I am a smart person. I am a loving giving caring person. I need to be VERY clear with him on what my boundaries are and I need to stick to them. If refusing to take him to get drugs means he won’t be with me, then he needs to find someone who will…because I won’t do that anymore. 

I promise myself that I won’t do it ever again. No matter how much he guilts me or gets upset. I will not hold it against him now…what’s done is done. I will just know for myself and for the future. 

November 21, 2012

angry

Filed under: Life — Tags: , , — crazygina @ 3:58 pm

I am angry. I am frustrated. I am upset. I am fed up. I am anxious. I am sad. I have lost my patience. 

I need peace, I need guidance, I need help.

I feel overwhelmed and over-used… over something.

Maybe I just need a nap. 

November 18, 2012

More time…

Filed under: Life — Tags: , , — crazygina @ 8:00 pm

As the past becomes the past … as humans we have a hard time letting it go, not letting it impact us, yet it always does. We are who we are due to out past… our experiences. People will build resentment towards others when there is a lack of communication. 

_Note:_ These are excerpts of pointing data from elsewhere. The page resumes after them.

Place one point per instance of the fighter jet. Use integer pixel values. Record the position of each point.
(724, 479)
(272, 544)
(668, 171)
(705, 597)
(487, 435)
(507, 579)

Within ourselves we have the ability to let things go – to live a life in peace and serenity… to control our minds and emotions. Where does the line lie between letting something go and being content and just pushing things aside and becoming numb? There surely must be a significant difference. 

Working through emotions and settling for bad treatment in life I can justify because of my free thinking and ability to forgive easily.. or so I thought. What if it isn’t what I thought? What if my ability to forgive easily isn’t really that? What if it is really my low self worth and low self esteem that I can “put up with anything.” Is that something to be proud of? I doubt it… or is it? 

I do not really know the difference. My mind has been racing. I have been struggling to process the past few days and I have no idea what to think. In my heart I make excuses and forgiveness for others.. but my brain says that my heart is weak and I need to think more rationally. 

What is it going to take for me to feel that I am making the “right” decisions? I sometimes wonder if I exaggerate or not … I constantly question my own motives and my own ideas… my own feelings. As if someone else should back me up or validate my feelings. I validate my own feelings but when they are dismissed, I question them, which causes me emotional pain. 

I keep wondering and keep hoping that somehow things will become clear to me. In my mind they are clear, in my heart – they are not. The struggle of humanity really… heart vs. brain. This is nothing new. 

Do I have to let this anguish take over the parts of my brain that are open to influence? I am hesitant to make any conclusions… the uncertainty is confusing. All of it… and it is hard to talk to someone about it.. hard to share, because without the heart involved, the whole thing is basically irrational. 

You can say that there are solutions… a definitive answer…but… is there really??